La question qui se pose désormais est celle de la hiérarchisation de l’utilisation de ces biomarqueurs les uns par rapport aux autres. 

Références :
1. Trzepizur W, Blanchard M, Ganem T et al. Sleep Apnea-Specific Hypoxic Burden, Symptom Subtypes, and Risk of Cardiovascular Events and All-Cause Mortality. Am J Respir Crit Care Med 2022 ; 205 : 108-17. 

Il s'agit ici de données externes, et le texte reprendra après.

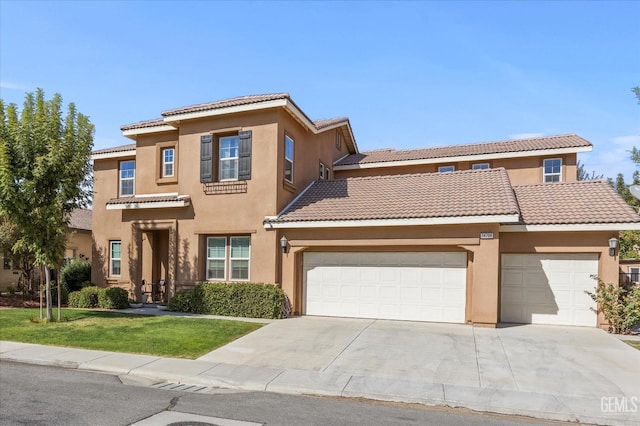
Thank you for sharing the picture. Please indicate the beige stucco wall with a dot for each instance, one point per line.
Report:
(567, 242)
(523, 170)
(482, 282)
(231, 214)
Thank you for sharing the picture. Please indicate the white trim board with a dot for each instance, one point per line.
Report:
(117, 154)
(627, 226)
(147, 205)
(455, 220)
(478, 157)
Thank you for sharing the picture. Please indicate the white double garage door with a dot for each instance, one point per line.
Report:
(427, 286)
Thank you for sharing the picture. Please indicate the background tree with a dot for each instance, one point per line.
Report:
(584, 175)
(23, 260)
(44, 172)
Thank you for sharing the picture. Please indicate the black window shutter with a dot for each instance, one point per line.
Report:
(244, 155)
(206, 156)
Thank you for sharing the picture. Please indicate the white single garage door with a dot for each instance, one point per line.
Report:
(414, 286)
(548, 288)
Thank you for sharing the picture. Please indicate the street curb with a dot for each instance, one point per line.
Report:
(305, 382)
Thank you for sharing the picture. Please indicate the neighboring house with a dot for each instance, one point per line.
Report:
(630, 271)
(79, 241)
(79, 246)
(481, 233)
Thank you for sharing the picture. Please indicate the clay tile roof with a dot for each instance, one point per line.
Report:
(120, 148)
(242, 100)
(149, 199)
(156, 122)
(81, 219)
(321, 124)
(518, 145)
(425, 195)
(583, 202)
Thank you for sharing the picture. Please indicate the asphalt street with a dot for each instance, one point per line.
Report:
(38, 395)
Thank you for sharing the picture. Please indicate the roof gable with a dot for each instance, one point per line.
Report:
(425, 195)
(479, 150)
(582, 202)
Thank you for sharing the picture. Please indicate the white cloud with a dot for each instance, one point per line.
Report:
(613, 157)
(13, 86)
(525, 135)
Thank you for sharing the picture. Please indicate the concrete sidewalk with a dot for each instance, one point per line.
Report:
(568, 405)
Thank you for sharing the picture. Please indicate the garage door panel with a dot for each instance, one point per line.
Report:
(408, 286)
(548, 288)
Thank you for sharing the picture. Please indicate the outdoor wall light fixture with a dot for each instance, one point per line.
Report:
(613, 244)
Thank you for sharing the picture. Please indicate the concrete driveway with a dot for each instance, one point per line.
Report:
(572, 361)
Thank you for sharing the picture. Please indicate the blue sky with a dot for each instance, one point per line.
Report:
(407, 74)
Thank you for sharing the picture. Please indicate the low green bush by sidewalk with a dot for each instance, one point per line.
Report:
(75, 273)
(113, 298)
(94, 297)
(85, 298)
(249, 300)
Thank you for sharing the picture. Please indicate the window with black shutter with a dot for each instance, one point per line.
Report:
(206, 158)
(244, 155)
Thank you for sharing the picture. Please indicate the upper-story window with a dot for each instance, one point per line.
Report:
(229, 158)
(168, 155)
(115, 258)
(480, 166)
(288, 159)
(127, 178)
(552, 170)
(225, 158)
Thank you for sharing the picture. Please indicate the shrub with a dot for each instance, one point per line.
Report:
(113, 298)
(619, 304)
(85, 298)
(233, 299)
(75, 273)
(182, 301)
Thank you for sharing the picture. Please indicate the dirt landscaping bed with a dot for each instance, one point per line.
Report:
(18, 301)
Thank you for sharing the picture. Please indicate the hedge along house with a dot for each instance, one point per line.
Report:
(251, 189)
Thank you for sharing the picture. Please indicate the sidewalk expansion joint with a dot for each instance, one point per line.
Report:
(347, 346)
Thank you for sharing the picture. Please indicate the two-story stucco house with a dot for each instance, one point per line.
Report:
(251, 189)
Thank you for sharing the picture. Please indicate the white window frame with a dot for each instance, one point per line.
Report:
(112, 258)
(228, 159)
(224, 260)
(121, 179)
(232, 259)
(480, 166)
(545, 175)
(166, 163)
(287, 159)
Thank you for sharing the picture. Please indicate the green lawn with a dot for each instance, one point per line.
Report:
(634, 343)
(166, 336)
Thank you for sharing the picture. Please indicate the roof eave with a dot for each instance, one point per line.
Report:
(360, 223)
(117, 154)
(133, 133)
(478, 157)
(621, 226)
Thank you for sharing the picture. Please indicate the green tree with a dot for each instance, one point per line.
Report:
(24, 260)
(583, 174)
(44, 172)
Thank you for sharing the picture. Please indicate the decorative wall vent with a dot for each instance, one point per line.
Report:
(215, 188)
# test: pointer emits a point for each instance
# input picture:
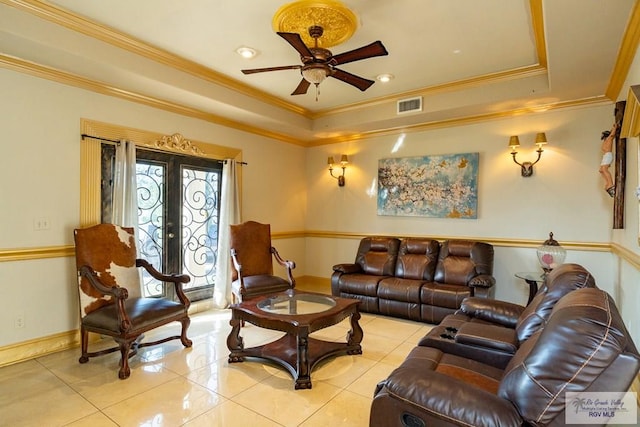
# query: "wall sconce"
(527, 167)
(343, 164)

2. Azarbarzin A, Sands SA, Stone KL et al. The hypoxic burden of sleep apnoea predicts cardiovascular disease-related mortality: the Osteoporotic Fractures in Men Study and the Sleep Heart Health Study. Eur Heart J 2019 ; 40 : 1149-57.
3. Azarbarzin A, Zinchuk A, Wellman A et al. Cardiovascular Benefit of Continuous Positive Airway Pressure in Adults with Coronary Artery Disease and Obstructive Sleep Apnea without Excessive Sleepiness. Am J Respir Crit Care Med 2022 ; 206 : 767-74. 
4. Solelhac G, Sánchez-de-la-Torre M, Blanchard M et al. Pulse Wave Amplitude Drops Index: A Biomarker of Cardiovascular Risk in Obstructive Sleep Apnea. Am J Respir Crit Care Med 2023 ; 207 : 1620-32.